A new initiative to support drug companies developing therapies with the potential to address unmet medical needs and bring them to market more quickly has been launched by the European Medicines Agency (EMA).
Companies will be appointed an individual expert from the EMA to guide them in producing robust clinical evidence to support the potential of their products. If a drug is backed by the necessary clinical trial evidence, it could be fast-tracked under the EMA’s accelerated assessment programme for marketing authorisation.
Products likely to be considered under the Priority Medicines Scheme (PRIME) are those that have the potential to provide a major therapeutic advantage over existing treatments or that benefit patients without treatment options. The EMA highlights rare cancers, Alzheimer’s disease and other dementias as possible therapeutic areas. It also suggests that eligible drugs could target a chronic condition like asthma but be administered in a new way to benefit patients.
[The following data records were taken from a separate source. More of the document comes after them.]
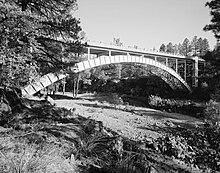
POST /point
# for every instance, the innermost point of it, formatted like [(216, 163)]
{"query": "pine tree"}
[(36, 36), (186, 47)]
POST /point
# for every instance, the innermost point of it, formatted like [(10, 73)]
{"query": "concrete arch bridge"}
[(179, 72)]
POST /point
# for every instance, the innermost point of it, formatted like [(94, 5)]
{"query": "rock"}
[(4, 108)]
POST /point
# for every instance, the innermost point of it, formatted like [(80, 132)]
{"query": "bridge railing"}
[(100, 43)]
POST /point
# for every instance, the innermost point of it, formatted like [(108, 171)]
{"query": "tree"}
[(36, 36), (205, 47), (162, 48), (186, 47), (169, 48), (214, 5), (195, 46)]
Launching the scheme on 7 March 2016, the EMA’s executive director Guido Rasi said: “Our goal is to foster better planning of medicine development to help companies generate the high quality data we need to assess quality, safety and efficacy of medicines.”
The EMA says PRIME is different from the existing orphan drugs scheme because orphan drug status is only awarded to products with the potential to treat rare conditions that have an unmet clinical need. Products with orphan drug status are also given long-term marketing advantages, according to an EMA spokesperson.